Si cet univers est riche, il est composé des habituels éléments lié au genre, comme les gangs, les fusillades, des personnages azimutés et imprévisible, des voix sages qui s’élèvent, un quotidien à la vacuité pesante, des choix à faire, pour donner un sens à son existence, la séduction de l’argent facile, l’importance de se créer une image, afin de se faire respecter, etc, etc, etc…


Ce que ‘’Fresh’’ apporte de nouveau, c’est qu’il adopte le point de vue d’un enfant. Non pas un ados sur le point de se jeter dans le grand bain de la vie adulte, mais bien un gamin. Avec les sensibilités que cela implique. S’il joue les durs à cuire, dans le fond il demeure un enfant de douze ans. Et ça il l’apprend à ses dépens.

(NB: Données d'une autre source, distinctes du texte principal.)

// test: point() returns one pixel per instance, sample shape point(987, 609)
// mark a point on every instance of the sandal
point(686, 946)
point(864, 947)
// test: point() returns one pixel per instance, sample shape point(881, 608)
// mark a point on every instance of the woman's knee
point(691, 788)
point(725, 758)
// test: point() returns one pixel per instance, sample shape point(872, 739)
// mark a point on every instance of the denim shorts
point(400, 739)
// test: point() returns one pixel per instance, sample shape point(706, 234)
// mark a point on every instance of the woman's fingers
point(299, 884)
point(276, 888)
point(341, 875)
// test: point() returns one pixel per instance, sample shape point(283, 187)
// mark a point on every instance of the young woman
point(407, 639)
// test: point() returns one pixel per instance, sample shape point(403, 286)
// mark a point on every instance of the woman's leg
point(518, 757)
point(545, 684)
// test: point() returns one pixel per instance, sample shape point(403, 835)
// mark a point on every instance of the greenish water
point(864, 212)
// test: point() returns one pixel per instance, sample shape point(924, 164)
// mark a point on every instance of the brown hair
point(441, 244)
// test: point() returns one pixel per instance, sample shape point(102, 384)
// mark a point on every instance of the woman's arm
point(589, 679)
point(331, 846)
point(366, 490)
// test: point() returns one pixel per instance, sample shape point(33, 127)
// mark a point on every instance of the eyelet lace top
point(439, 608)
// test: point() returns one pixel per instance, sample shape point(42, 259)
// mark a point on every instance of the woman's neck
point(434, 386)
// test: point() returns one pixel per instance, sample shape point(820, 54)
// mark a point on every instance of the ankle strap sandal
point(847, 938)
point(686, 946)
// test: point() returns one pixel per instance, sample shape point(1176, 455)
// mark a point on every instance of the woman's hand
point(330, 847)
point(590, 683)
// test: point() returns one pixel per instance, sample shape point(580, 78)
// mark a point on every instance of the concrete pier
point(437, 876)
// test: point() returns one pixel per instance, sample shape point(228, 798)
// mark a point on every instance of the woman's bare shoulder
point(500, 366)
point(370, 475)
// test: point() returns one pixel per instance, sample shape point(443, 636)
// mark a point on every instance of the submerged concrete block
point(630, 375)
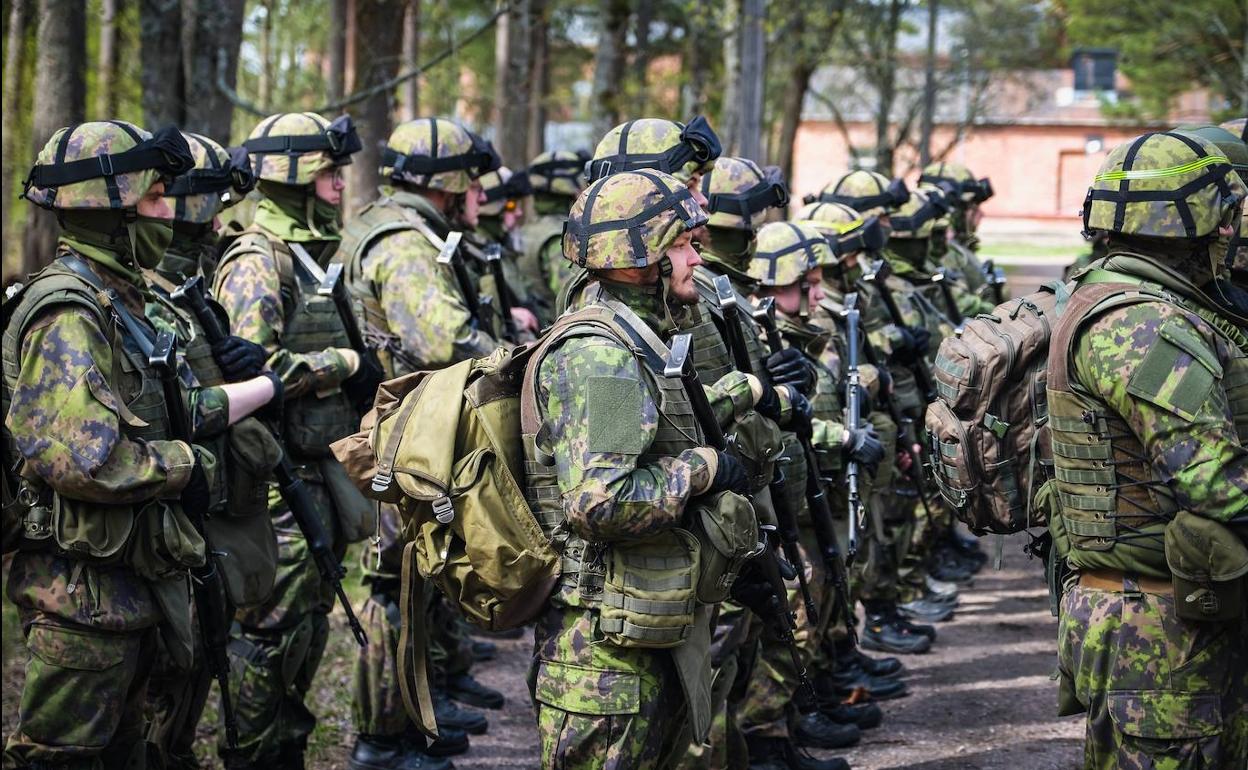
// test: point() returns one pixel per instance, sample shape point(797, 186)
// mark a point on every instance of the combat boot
point(769, 753)
point(391, 753)
point(882, 634)
point(819, 731)
point(921, 609)
point(466, 689)
point(451, 715)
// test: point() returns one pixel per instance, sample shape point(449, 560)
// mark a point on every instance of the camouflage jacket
point(248, 285)
point(423, 307)
point(613, 496)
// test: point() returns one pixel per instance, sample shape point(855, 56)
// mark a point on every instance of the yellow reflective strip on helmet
point(1148, 174)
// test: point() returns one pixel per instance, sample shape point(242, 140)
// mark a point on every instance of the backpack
point(444, 447)
point(989, 426)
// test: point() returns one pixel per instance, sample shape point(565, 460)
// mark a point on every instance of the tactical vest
point(585, 564)
point(141, 411)
point(310, 422)
point(1112, 503)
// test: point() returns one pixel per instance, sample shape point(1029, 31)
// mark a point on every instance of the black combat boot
point(391, 753)
point(451, 715)
point(466, 689)
point(818, 731)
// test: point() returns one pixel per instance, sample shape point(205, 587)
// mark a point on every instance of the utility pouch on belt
point(728, 534)
point(650, 590)
point(1208, 565)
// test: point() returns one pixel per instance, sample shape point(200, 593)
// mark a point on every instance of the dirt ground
point(981, 699)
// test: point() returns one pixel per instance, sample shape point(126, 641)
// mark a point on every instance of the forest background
point(555, 74)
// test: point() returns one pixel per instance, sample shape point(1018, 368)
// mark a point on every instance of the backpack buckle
point(443, 511)
point(382, 481)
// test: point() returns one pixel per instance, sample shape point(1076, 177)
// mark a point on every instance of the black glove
point(238, 358)
point(195, 494)
point(803, 412)
point(751, 590)
point(361, 387)
point(864, 448)
point(729, 476)
point(769, 406)
point(914, 343)
point(790, 367)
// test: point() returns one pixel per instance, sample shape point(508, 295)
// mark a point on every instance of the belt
point(1117, 580)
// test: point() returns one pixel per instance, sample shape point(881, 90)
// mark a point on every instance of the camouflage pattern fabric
point(1160, 692)
point(424, 308)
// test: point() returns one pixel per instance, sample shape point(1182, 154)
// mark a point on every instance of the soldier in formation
point(156, 377)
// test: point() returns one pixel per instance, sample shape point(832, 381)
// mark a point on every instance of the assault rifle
point(292, 488)
point(876, 277)
point(786, 519)
point(207, 585)
point(680, 365)
point(330, 285)
point(816, 494)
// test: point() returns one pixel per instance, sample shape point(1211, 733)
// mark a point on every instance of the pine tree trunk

Car à trop vouloir jouer avec le feu, le malheureux se retrouve dans une position complexe, que seuls ses capacités aux échecs lui permettent de surmonter.


SI dans ‘’Boyz n’ the Hood’’ ça commençait avec des enfants et que dans ‘’South Central’’ l’intrigue était resserrée sur la relation d’un père avec son fils de 10 ans, membre d’un gang, l’âge des protagonistes était secondaire à l’intrigue. Avec ‘’Fresh’’, c’est l’axe principal qui alimente le récit. Tout ce qui est vu, la guerre des gangs, les fusillades, les trafics de drogues, les interventions policières, l’est par le point de vue d’un enfant. Avec ce que cela implique d’innocence, et une notion du danger qui diffère de celle d’un adulte.

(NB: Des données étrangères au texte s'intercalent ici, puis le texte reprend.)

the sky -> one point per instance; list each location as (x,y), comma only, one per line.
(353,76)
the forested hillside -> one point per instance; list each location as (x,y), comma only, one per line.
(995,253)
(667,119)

Fresh a à peine fait ses premiers pas dans la vie, qu’elle semble déjà être foutue. L’ultime plan du film est en ce sens absolument terrifiant, bouleversant même, tellement il renvoi avec une authentique virulence tout ce qui s’est passé. Avec la prise de conscience que tout ce qui est arrivés, est arrivé à un enfant de douze ans. Par ce dernier plan, Boaz Yakin vient conclure un film fort, qui ne laisse pas indifférent. Loin s’en faut.
Dans le rôle de Fresh, le jeune Sean Nelson est absolument époustouflant. C’est dingue qu’il n’ait pas fait une carrière par la suite. Cela dit c’est souvent le cas des comédiens précoces. Au casting on retrouve dans le rôle du père un Samuel L. Jackson qui apporte une étonnante humanité a l’ensemble. Le type un peu au bout du rouleau, qui ne semble tenir que par amour du jeu, est à l’origine des scènes les plus touchantes, voir émouvantes. Il est possible de sentir que le comédien allait bientôt se révéler.

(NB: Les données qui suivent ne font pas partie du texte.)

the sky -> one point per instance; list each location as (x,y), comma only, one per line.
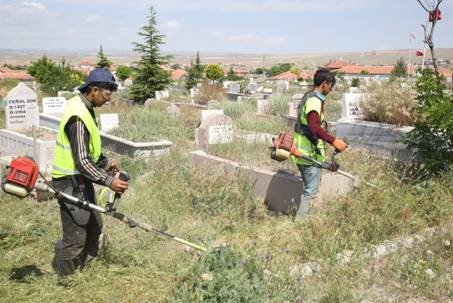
(236,26)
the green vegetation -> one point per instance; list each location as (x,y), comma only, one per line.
(433,133)
(400,69)
(390,103)
(55,77)
(103,61)
(149,75)
(123,72)
(195,73)
(214,72)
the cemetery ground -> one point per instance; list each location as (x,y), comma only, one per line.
(253,256)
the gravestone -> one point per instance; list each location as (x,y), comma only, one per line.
(213,104)
(234,88)
(350,109)
(252,86)
(174,110)
(53,105)
(294,104)
(262,106)
(149,102)
(210,112)
(128,82)
(282,86)
(214,129)
(21,110)
(109,121)
(162,94)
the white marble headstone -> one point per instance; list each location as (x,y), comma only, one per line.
(21,108)
(53,105)
(350,109)
(109,121)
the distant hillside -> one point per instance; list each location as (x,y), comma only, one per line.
(250,60)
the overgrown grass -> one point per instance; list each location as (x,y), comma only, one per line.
(211,209)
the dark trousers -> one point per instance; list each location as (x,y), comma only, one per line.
(81,229)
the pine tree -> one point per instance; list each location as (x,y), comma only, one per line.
(103,61)
(400,68)
(149,76)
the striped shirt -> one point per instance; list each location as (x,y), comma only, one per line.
(79,138)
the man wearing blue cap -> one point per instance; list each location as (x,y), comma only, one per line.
(78,163)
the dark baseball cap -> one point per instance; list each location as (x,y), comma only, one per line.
(100,77)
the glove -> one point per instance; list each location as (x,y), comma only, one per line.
(339,145)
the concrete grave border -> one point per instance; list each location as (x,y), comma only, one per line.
(13,142)
(279,190)
(117,144)
(381,136)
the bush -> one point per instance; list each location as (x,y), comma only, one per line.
(432,137)
(210,92)
(390,103)
(223,275)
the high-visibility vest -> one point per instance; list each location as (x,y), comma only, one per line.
(64,163)
(304,140)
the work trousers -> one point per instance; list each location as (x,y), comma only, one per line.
(311,177)
(81,229)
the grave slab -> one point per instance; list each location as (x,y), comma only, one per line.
(280,191)
(21,109)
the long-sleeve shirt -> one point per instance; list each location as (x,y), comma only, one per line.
(314,123)
(79,138)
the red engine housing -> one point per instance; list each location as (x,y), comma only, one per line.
(23,171)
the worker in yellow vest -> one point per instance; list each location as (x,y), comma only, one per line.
(78,163)
(310,136)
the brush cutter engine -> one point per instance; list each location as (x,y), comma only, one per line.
(283,147)
(20,177)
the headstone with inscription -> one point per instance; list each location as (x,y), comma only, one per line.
(53,105)
(173,110)
(234,88)
(21,109)
(350,109)
(214,129)
(109,121)
(262,106)
(282,86)
(213,104)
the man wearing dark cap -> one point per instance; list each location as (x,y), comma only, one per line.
(78,163)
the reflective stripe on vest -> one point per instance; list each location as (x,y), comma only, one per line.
(301,141)
(64,164)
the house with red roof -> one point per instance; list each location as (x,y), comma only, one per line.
(15,74)
(178,74)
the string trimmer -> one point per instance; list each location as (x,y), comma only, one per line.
(283,147)
(20,180)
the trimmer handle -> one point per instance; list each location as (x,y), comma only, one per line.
(123,176)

Mais la palme, elle revient à l’exceptionnel (on ne le dira sans doute jamais assez) Giancarlo Esposito. Interprète d’Esteban, le grand manitou du quartier, à la fois terrifiant et séduisant. Avec un jeu tout dans la nuance, qui le fait passer d’un extrême à l’autre, des fois dans le même plan. Il est l’antagoniste de Fresh, de vingt-quatre ans son aîné. Lorsque l’on réalise contre quoi se mesure le frêle Fresh, ça donne toute sa dimension au métrage.


Si dans l’ensemble ‘’Fresh’’ est une indéniable réussite, c’est parfois de justesse. Car le film de Boaz Yakin n’évite pas de frôler de temps à autre les limites de la caricature. Pour exemple, le personnage de Jake (Jean-Claude La Marre), un petit caïd complétement taré, fou de la gâchette, à l’origine d’une des scènes des plus choquantes, est parfois trop dans l’exagération. Le jeu assez médiocre du comédien est un peu gênant, par rapport au reste de la distribution. Il fait un peu penser à une version cheap du terrifiant O-Dog de ‘’Menace II Society’’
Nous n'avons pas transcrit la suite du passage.